About the Scholar
Daina Ramey Berry, Michael Douglas Dean of Humanities and Fine Arts, University of California, Santa Barbara
Daina Ramey Berry is the Michael Douglas Dean of Humanities and Fine Arts at the University of California, Santa Barbara. Berry is a widely recognized scholar on the institution of slavery in the United States, focusing on the lives of enslaved people and the particular experiences of enslaved women. In 2017 she published Price for Their Pound of Flesh: The Value of the Enslaved, From Womb to Grave, in the Building of a Nation (a recommended reading for this course). The book received three national awards and was a finalist for the 2018 Frederick Douglass Book Prize. Some of Dr. Berry’s other published works include A Black Women’s History of the United States, co-authored with Kali Nicole Gross; Sexuality & Slavery: Reclaiming Intimate Histories in the Americas, co-authored with Leslie M. Harris; and Swing the Sickle for the Harvest Is Ripe: Gender and Slavery in Antebellum Georgia.
About the Guest Scholar
Maurie McInnis, President, Stony Brook University
Maurie McInnis is the sixth president of Stony Brook University.
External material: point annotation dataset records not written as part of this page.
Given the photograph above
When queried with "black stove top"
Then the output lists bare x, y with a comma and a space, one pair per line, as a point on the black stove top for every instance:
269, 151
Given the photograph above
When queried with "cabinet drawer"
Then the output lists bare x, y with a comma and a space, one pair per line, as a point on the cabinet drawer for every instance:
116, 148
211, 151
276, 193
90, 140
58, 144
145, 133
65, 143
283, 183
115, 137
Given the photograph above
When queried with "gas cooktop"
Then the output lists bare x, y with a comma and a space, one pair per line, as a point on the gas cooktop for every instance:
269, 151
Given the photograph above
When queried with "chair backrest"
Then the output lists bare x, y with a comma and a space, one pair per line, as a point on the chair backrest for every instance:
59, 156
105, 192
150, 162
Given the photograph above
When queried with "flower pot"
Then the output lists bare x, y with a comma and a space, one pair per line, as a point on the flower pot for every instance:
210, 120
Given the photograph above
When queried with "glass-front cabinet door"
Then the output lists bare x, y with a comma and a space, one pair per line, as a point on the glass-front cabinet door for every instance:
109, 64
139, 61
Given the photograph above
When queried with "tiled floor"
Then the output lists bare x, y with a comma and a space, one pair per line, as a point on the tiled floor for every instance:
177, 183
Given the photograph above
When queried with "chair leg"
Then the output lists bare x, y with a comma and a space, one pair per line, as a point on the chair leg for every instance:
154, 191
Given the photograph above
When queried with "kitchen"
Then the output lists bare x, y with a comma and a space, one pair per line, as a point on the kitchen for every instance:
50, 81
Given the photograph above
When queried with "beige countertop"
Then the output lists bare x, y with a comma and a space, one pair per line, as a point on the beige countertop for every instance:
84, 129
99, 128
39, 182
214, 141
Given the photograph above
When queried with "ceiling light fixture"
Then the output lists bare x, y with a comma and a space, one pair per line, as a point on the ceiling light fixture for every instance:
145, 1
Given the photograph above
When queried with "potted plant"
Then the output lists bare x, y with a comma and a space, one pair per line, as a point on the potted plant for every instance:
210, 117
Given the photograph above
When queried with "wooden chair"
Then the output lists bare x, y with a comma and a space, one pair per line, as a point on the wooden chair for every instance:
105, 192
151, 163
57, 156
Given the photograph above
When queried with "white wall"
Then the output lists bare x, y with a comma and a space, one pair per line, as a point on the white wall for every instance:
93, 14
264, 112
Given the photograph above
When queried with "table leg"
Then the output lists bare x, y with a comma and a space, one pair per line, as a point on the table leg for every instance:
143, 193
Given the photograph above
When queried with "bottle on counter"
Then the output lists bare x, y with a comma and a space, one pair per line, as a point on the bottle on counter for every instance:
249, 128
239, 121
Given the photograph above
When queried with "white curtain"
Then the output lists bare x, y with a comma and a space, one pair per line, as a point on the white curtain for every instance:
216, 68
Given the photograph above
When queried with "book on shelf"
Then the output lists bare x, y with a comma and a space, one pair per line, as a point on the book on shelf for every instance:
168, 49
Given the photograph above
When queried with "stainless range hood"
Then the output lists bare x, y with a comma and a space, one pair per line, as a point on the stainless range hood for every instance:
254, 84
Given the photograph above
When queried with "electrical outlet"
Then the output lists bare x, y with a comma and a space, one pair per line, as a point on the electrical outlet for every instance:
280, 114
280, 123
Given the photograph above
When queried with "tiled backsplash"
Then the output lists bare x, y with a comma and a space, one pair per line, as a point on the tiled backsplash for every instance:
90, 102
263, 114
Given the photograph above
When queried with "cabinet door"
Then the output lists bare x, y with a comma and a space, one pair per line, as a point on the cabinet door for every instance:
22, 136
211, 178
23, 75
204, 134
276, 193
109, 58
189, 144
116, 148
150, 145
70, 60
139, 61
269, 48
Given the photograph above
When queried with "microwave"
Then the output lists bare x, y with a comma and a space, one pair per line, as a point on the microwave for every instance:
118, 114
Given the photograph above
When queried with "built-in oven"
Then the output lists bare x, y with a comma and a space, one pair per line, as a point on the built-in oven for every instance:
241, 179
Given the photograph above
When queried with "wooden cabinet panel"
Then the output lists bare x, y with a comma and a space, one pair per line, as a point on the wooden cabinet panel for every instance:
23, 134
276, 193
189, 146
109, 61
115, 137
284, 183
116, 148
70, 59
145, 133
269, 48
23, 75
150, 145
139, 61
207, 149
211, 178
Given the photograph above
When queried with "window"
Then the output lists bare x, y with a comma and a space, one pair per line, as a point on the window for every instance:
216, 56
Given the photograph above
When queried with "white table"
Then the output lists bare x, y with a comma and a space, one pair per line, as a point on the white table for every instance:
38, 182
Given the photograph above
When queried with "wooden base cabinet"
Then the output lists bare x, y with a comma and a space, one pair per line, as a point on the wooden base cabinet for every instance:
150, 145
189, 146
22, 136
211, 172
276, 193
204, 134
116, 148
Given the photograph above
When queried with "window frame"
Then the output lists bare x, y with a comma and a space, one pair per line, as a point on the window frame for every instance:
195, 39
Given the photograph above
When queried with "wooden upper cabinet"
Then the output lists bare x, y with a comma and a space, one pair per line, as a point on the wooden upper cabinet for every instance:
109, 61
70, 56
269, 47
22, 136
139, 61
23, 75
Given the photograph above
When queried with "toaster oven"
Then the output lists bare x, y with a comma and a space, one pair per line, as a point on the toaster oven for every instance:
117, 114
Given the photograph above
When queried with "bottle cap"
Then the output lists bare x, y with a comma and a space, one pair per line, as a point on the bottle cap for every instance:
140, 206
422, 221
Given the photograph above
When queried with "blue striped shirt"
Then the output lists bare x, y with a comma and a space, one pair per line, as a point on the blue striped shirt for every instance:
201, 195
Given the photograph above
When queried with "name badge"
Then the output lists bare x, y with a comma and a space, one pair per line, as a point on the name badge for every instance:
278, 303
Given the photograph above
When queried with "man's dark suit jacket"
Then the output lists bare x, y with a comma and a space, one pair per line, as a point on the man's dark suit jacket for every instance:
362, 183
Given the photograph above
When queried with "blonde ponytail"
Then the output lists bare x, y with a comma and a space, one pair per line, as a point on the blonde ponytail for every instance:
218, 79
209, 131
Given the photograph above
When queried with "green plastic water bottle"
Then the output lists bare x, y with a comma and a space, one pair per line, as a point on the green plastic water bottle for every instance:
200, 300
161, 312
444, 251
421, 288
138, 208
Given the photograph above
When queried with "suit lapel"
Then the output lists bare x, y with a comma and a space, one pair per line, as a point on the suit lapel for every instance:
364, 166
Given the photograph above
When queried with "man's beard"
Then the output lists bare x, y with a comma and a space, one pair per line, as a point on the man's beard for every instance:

She is a cultural historian of art in the American South during the eighteenth and nineteenth centuries. Her work examines the intersections of art and politics with a focus on the politics of slavery. Some of her published works include The Politics of Taste in Antebellum Charleston, Slaves Waiting for Sale: Abolitionist Art and the American Slave Trade, and Educated in Tyranny: Slavery at Thomas Jefferson’s University, co-edited with Louis P. Nelson. While serving as a professor at the University of Virginia, Dr. McInnis co-founded “Jefferson’s University—Early Life Project, 1819–1870,” a digital archive that tells the history of slavery at the University of Virginia through documents, images, and 3-D recreations.